# Grits and Sausage Bake



## Raine (Mar 31, 2005)

Grits and Sausage Bake


Yield: 6 servings
3 cups water 
3/4 cup quick grits 
2 cups (8 ounces) shredded sharp cheddar cheese, divided 
2/3 cup (5 fluid-ounce can) Evaporated Milk 
1/4 tsp garlic powder 
1/8 tsp hot pepper sauce (optional) 
1 pkg (16 ounces) breakfast sausage, cooked, drained and crumbled 
2  large eggs, lightly beaten 

Procedures

1 PREHEAT oven to 350 degF. Grease an 8-inch square baking dish. 
2 BOIL water in medium saucepan; slowly stir in grits. Cover; reduce heat to low.
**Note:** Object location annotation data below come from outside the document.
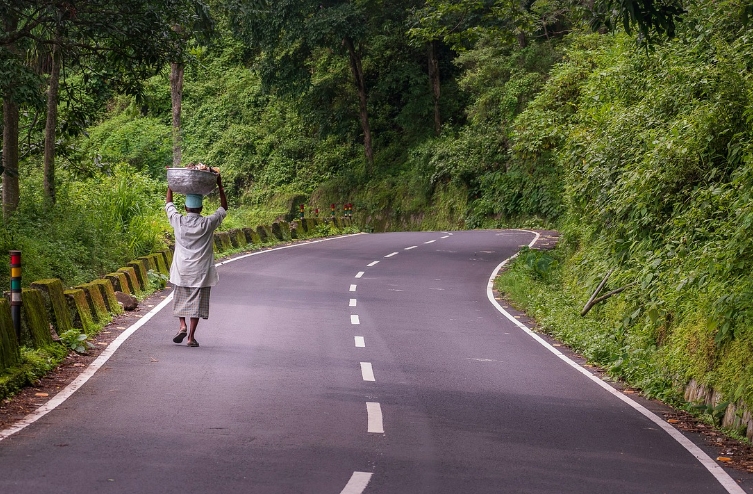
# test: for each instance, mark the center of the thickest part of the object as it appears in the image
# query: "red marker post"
(15, 290)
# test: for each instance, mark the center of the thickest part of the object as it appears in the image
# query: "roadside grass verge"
(536, 284)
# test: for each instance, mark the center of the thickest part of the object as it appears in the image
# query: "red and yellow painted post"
(15, 290)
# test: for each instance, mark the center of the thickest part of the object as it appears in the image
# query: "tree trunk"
(357, 69)
(52, 121)
(11, 193)
(435, 85)
(176, 94)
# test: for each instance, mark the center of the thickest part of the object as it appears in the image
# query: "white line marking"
(367, 371)
(357, 483)
(374, 413)
(108, 352)
(721, 476)
(84, 376)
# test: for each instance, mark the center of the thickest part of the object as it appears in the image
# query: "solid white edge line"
(74, 385)
(357, 483)
(367, 372)
(375, 421)
(108, 352)
(717, 471)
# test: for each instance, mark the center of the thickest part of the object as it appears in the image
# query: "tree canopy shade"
(121, 42)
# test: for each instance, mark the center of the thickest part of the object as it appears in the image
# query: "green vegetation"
(634, 140)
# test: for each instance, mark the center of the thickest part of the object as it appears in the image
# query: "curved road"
(370, 363)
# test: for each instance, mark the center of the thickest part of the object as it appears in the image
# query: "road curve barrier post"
(15, 291)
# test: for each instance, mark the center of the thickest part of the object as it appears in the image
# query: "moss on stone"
(251, 236)
(277, 231)
(55, 303)
(141, 268)
(96, 302)
(9, 351)
(34, 318)
(285, 230)
(222, 242)
(161, 262)
(119, 282)
(81, 312)
(132, 280)
(108, 295)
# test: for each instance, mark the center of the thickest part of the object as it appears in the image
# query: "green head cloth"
(194, 201)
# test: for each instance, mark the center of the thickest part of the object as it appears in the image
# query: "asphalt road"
(322, 370)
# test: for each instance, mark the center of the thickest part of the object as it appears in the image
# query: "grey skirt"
(191, 301)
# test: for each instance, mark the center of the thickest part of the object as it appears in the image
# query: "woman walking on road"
(192, 271)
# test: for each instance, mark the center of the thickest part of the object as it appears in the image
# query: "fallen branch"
(595, 301)
(590, 302)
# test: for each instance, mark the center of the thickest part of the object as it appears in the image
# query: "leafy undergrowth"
(534, 283)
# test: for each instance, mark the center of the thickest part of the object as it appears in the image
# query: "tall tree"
(285, 35)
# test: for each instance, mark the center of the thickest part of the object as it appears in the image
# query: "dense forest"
(624, 124)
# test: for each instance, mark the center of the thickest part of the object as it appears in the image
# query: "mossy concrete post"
(277, 231)
(81, 312)
(54, 300)
(141, 272)
(9, 351)
(263, 234)
(119, 282)
(132, 280)
(108, 295)
(223, 238)
(238, 238)
(96, 302)
(34, 318)
(161, 261)
(285, 229)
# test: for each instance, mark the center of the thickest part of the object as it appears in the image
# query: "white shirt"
(193, 261)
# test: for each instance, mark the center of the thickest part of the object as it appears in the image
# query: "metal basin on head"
(188, 181)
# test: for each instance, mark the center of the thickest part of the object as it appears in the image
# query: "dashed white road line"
(717, 471)
(367, 371)
(357, 483)
(374, 412)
Cook, stirring occasionally, for 5 to 6 minutes. 
3 ADD 1½ cups cheese, evaporated milk, garlic powder and hot pepper sauce to grits; stir until cheese is melted. Add sausage and eggs; stir well. Pour into prepared baking dish. 
4 BAKE for 1 hour. Top with remaining cheese. Bake for an additional 5 to 10 minutes or until cheese is melted and golden brown. Let cool for 10 minutes before serving. Season with ground black pepper. 
5 NOTE: Batter can be made the day before; cover and refrigerate. Let stand at room temperature 30 minutes before baking.


----------



## GB (May 17, 2005)

Sounds tasty. Thanks Rainee.


----------